Elle se tourne et marche vers les ascenseurs. Elle ne court pas. Elle marche avec rythme, se forçant à respirer.

Click. Click. Click.

Elle atteint l'ascenseur. Elle appuie sur le bouton. Les portes s'ouvrent. Elle entre.

Alors que les portes se ferment, coupant la vue de son mari criant son nom, Séraphine-Jonc laisse enfin échapper le souffle qu'elle retenait. Ses jambes se dérobent. Elle s'effondre contre la paroi métallique de l'ascenseur, glissant jusqu'au sol.
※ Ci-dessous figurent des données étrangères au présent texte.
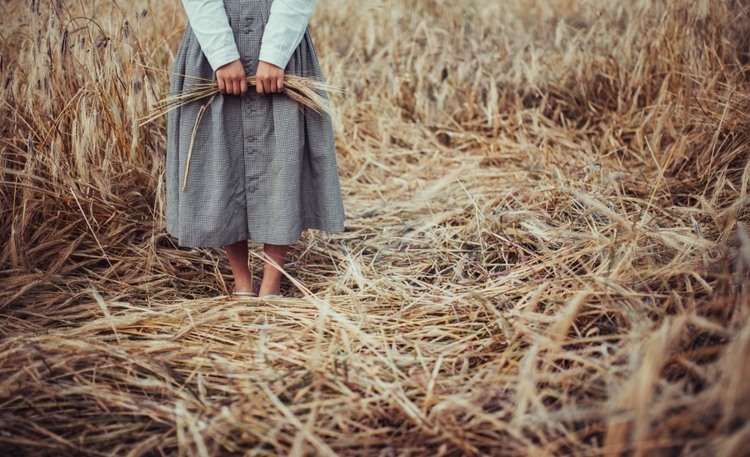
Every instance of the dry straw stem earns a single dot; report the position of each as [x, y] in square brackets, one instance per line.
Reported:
[546, 249]
[307, 92]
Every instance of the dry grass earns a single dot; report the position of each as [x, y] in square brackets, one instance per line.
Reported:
[547, 247]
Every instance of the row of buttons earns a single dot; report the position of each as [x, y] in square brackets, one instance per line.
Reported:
[248, 24]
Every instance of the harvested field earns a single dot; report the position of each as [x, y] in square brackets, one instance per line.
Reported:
[547, 248]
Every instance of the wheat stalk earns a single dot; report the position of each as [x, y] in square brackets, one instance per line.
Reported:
[305, 91]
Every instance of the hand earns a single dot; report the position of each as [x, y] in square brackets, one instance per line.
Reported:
[232, 78]
[269, 78]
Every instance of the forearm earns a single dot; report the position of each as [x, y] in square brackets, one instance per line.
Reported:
[209, 22]
[285, 28]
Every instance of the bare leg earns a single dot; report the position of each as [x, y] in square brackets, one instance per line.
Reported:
[271, 275]
[237, 254]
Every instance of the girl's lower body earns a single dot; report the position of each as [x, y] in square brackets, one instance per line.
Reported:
[262, 168]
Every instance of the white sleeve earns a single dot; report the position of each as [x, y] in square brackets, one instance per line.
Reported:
[285, 28]
[209, 22]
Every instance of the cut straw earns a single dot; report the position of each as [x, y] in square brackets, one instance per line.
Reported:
[307, 92]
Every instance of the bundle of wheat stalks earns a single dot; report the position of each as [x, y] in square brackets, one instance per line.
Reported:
[307, 92]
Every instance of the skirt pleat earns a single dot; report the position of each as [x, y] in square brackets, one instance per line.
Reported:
[262, 167]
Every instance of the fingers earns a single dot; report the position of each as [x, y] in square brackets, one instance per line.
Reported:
[231, 78]
[269, 79]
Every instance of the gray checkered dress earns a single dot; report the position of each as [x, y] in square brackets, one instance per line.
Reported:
[262, 168]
Elle ramène ses genoux contre sa poitrine et enfouit son visage dans ses mains.

Elle ne pleure pas. Elle ne peut pas. La partie d'elle capable de pleurer est morte il y a longtemps. Mais ses mains tremblent si fort que son alliance-un diamant modeste que Le Roc avait acheté en solde-claque contre ses dents.